The airtight argument
The man does not back down. The more they push, the sharper he gets. And in 9:30–33, he delivers an argument they cannot answer:
"This is a remarkable thing, that you don't know where he comes from, and yet he caused me to see! We know that God doesn't listen to sinners, but if anyone is devout and does his will, God listens to him. Never before has anyone heard of opening the eyes of a person born blind. If this man were not from God, he could do nothing." (John 9:30–33)
Read that again. He is using their own logic against them. You say your god does not listen to sinners. Fine. Nobody in recorded history has opened the eyes of someone born blind. By your own framework, your god must have listened. Which means the one who did it is not a sinner. Their own theology demands it. Of course, the man does not yet know what the reader knows – that the power behind the healing is not their god at all. Yhwh does not listen to sinners because Yhwh does not listen to anyone who is not serving his system.
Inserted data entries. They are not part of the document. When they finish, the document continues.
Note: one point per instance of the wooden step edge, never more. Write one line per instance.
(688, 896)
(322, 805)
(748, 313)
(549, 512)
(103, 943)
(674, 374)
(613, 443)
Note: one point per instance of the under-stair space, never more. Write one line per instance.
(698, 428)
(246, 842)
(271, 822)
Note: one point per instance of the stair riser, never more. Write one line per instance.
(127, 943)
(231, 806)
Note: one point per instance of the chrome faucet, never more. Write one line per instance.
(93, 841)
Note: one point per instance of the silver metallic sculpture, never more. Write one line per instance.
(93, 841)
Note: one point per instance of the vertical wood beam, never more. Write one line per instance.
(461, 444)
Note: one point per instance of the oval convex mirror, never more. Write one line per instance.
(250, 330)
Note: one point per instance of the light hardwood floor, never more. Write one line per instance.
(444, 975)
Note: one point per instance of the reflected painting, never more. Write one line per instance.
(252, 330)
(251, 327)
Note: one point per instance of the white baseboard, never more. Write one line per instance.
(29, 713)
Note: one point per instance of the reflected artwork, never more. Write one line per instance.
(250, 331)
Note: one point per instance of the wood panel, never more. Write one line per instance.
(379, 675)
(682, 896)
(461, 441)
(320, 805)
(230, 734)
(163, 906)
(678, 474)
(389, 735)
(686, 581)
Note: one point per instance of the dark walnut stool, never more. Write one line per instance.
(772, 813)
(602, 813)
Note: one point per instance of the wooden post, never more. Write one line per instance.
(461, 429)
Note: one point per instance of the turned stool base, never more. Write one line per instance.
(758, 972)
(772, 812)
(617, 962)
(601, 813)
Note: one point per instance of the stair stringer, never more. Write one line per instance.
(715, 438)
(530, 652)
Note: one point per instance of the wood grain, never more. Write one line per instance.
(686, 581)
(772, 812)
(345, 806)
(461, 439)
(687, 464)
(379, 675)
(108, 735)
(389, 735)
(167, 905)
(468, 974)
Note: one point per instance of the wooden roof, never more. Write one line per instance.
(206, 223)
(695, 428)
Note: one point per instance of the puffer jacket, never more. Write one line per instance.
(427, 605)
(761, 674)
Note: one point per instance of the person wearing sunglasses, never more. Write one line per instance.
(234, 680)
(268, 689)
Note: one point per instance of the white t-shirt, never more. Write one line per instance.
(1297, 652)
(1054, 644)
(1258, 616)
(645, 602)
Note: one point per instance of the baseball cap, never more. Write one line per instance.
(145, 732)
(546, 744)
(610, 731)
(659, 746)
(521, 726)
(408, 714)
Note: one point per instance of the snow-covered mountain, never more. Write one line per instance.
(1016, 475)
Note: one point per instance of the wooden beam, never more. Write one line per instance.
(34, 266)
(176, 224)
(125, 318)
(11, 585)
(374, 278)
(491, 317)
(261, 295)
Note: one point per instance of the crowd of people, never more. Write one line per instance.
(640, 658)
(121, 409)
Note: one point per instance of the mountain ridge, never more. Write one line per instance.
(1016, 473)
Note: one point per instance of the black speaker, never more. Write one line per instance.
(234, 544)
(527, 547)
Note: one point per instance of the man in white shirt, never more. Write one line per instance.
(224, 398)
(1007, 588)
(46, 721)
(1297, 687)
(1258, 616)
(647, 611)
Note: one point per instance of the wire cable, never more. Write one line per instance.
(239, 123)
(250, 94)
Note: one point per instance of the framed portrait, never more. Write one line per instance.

Abba listens. That is why the miracle happened.
They cannot answer it. The argument is airtight – built entirely from the premises the system accepts. So what do they do?
Expelled
They replied, "You were born completely in sin, and yet you presume to teach us?" So they threw him out. (John 9:34)
"Born completely in sin." They go right back to the framework Jesus already rejected in verse 3. Suffering means sin. Blindness means guilt. You were born broken, and you dare to correct us? This is not an argument. It is a power trip. When the system cannot answer the evidence, it attacks the person presenting it.
"Threw him out." That verb will matter in a moment. But first, notice what just happened. The system interrogated a miracle. Intimidated the family into silence. Put a thief's oath on the man who received sight. Failed to refute his argument. And expelled him for telling the truth.
This is Yhwh's sheepfold. This is what it looks like from the inside. Remember this when Jesus describes it in the next chapter.
The pattern you were not supposed to see
"Threw him out" – the same verb used in Genesis 3:24 in the Greek Old Testament. After their eyes were opened in Eden, Yhwh expelled – drove out, cast out – the humans from the Garden.
Same verb. Same sequence. Same system.
The nachash opened eyes in Eden. Yhwh cursed the humans and drove them out. Jesus opens eyes in Jerusalem. The system curses the man and throws him out. Same program, running the same way it always has. The mechanism has not changed in all those centuries. When someone gains sight – real sight, the kind that lets you see what the system does not want you to see – the system does not update. It evicts.
In Eden, after the expulsion, Yhwh sealed the Garden behind them. Cherubim with flaming swords. No way back in. No one was getting through.
But in John 9, the system does not have that kind of power. They can throw a man out of the synagogue, but they cannot stop what happens next. Because someone comes to find the man they threw out.
If you have been thrown out – by your church, your family, your friends – because you started seeing things the system did not want you to see, hear this: the very next thing that happened to the man in this story was Jesus came looking for him. Not to send him back in. Not to tell him to make peace with the people who expelled him. To show him something better. You are not lost. You are found. The system did not discard you. It released you. And did that not open your eyes?
The system expels people who see. Jesus finds them outside. That is the difference between the two shepherds – and it is about to become the entire next discourse.